The centerpiece of “Part Four” is a dinner scene at the Desiatos that’s like the thriller equivalent to the famed “stateroom sequence” in the Marx Brothers comedy A Night at the Opera, when an entire ship full of characters cram into a small cabin. Each person is like their own little bomb, ready to detonate, vulnerable to triggers from the others at the table. There’s hardly a plank in the Desiato story that can’t be taken away. So let’s all sit down in front of a heaping plate of cajun-style shrimp and go through them one by one:
• Elizabeth: From the moment she picks Adam up from school, she seems to sense that something fishy is going on. She knows that Michael and Adam did not leave any flowers or cards on her sister’s grave on the anniversary of her death and she catches them lying about it separately. This blows a major hole in Michael’s plan to establish the flowers and card as an alibi for the day of the hit-and-run. Elizabeth doesn’t understand why they would lie about something like that and she’s unwilling to let it go.
• Charlie: Charlie was the guy-behind-the-guy who arranged for the blue Volvo to get stolen and crushed, only to have Kofi’s arrest reverberate back to him through some extremely shady channels.
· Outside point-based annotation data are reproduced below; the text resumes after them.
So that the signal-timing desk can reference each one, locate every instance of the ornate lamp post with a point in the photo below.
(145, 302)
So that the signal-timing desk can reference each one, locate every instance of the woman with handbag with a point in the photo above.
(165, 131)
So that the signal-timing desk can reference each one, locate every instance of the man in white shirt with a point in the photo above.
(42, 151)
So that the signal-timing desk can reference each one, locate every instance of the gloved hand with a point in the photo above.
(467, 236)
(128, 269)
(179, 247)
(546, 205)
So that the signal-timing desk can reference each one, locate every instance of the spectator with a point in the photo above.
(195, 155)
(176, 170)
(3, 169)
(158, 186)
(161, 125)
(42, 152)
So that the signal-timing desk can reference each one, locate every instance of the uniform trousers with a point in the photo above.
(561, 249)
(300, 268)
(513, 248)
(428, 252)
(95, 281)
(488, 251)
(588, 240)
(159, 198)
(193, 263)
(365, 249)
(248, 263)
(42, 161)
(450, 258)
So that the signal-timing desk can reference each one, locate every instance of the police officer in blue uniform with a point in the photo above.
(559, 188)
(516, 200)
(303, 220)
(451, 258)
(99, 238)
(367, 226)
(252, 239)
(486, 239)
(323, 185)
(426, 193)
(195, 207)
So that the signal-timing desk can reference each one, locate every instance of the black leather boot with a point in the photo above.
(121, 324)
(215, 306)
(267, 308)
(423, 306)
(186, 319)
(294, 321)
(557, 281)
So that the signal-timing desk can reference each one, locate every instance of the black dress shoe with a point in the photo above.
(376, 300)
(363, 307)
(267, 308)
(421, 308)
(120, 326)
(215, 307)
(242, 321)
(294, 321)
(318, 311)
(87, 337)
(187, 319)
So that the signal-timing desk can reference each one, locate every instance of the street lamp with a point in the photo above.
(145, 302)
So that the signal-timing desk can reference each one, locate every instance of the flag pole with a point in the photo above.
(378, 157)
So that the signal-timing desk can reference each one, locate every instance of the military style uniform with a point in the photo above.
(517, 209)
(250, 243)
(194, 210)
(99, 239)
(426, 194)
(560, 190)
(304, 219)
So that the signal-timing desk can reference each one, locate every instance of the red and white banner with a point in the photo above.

The only good news for the Desiatos is that he is actively engaged in the cover-up, which isn’t true of anyone else at the table.
• Lee: Lee is a lawyer whose excellence has become a problem for Michael, who convinced her to accept Kofi as a pro bono client out of guilt, but now faces the consequences of her doing her job much more thoroughly than a court-appointed public defender ever could. She’s not going to let Kofi’s death in prison pass without scrutiny and, beyond that, her romantic involvement with Michael is raising some eyebrows, especially from Elizabeth.
• Nancy: Nancy is going to catch the bastards that did this. She’s that kind of cop, as she made clear when Michael tried to credit the car thief with doing him a favor for taking the Volvo off his hands. She may be a family friend, too, but she would have no reservations about turning on the Desiatos if evidence surfaces against them. And at the dinner, evidence surfaces against them, as the dog alerts the room to the bloody garment it has tucked underneath a piece of furniture. Nancy notices the blood and she also gets a good look at the weird photographs Adam passes around
The dinner does not end in Michael and Adam getting removed from their house in cuffs, but that’s about the only positive outcome for them. All of their guests, who also happen to be their closest allies in the city, are left feeling that something is a little off about their behavior. And other than Charlie, all of them are probably going to pick away at certain incriminating questions after they leave. Expect many more of Bryan Cranston’s signature “wait, I can explain everything” moments to follow.
• Adam keeps doing everything possible to incriminate himself, including making an appearance at a candlelight vigil for Rocco, where he allows Rocco’s sister to stare at him for a small eternity. So that will certainly come up later.
• The coroner comes to the obvious conclusion that Kofi was beaten to death and quotes Voltaire: “To the living, we owe respect. To the dead, we owe only the truth.” Sheriff Royce’s response: “Well, Voltaire didn’t live in New Orleans.”
• That damned Mariano Rivera-signed baseball remains with Kofi’s little brother, who wasn’t in the house when it got blown up. Much like Rivera himself, the ball will likely come in later to close out the game.
• “This is New Orleans, Jimmy. Everything connects. Everybody connects. Graves are above ground so the dead can hear what’s being whispered about them.” This show could stand to dial back on this stuff a little.
• “His lying couldn’t be better-motivated.” Michael’s excuse to Elizabeth about why Adam lied about leaving a card and flowers at his mother’s grave is a neat summation of the show’s moral quandaries. The lies the Desiatos are telling continue to escalate, but they come from an understandable place. At what point does that cease to matter?